Frame Capsules
ongoing
photography, reversal film, double exposure, series, spaces between the frames
‘Frame Capsules’ are photographs captured in the thin vertical lines separating the frames in a 35 mm film. The concept is based on the premise that these lines on a film can be contemplated on the analogy of the idea of "reading between the lines" in a text. The 35 lines on a 35 mm film are capsuled between 36 frames and mark the "blinking" of the lens eye. Seen in a sequence, these pauses between the exposures create a photographic code for the boundaries of the frame and act as a photographic pendulum cutting up space and time in fixed images.
In 'Frame Capsules’I explore the horizon as an ephemeral object in space, an imagined optical boundary separating earth and sky. With the use of the photographic means, the horizon is rendered as a dynamic value, a subject of transformations,a flexible boundary that allows the entry of new objects from air space to earth, a trajectory for ideas penetrating imagination. The sequence shows how at these moments the abstract unpersonified flat line of the horizon is broken down on discrete material particles.

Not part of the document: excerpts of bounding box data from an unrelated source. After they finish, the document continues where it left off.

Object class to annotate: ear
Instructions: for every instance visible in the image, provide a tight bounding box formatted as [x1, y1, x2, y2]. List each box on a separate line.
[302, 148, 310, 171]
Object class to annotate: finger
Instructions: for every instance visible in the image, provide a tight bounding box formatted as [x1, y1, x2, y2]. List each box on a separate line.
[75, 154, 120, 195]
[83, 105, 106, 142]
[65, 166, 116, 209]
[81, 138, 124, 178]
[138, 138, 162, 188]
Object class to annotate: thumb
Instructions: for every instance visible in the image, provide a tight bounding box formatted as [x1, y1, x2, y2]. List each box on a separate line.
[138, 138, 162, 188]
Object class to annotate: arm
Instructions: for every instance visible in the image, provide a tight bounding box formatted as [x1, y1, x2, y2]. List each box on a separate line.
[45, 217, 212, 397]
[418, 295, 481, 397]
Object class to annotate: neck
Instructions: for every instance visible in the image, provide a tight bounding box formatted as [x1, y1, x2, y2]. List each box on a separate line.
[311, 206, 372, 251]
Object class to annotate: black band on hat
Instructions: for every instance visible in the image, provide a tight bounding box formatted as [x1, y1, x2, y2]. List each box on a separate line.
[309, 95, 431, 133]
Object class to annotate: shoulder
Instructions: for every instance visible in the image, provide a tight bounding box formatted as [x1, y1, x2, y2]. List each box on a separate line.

The first exposure leaves 35 unexposed areas between the frames and I expose it a second time following Benjamin’s idea of optical unconscious and photography’s function to represent the imperceptible and broadening intellectual visibility. As a result the frames are overexposed, but the thin lines contain recognizable details. The 360 degrees rotation of the horizon goes along the 35 mm film and traces the process of landing, the transition from the abstract to the particular and expresses a new intelligible situation.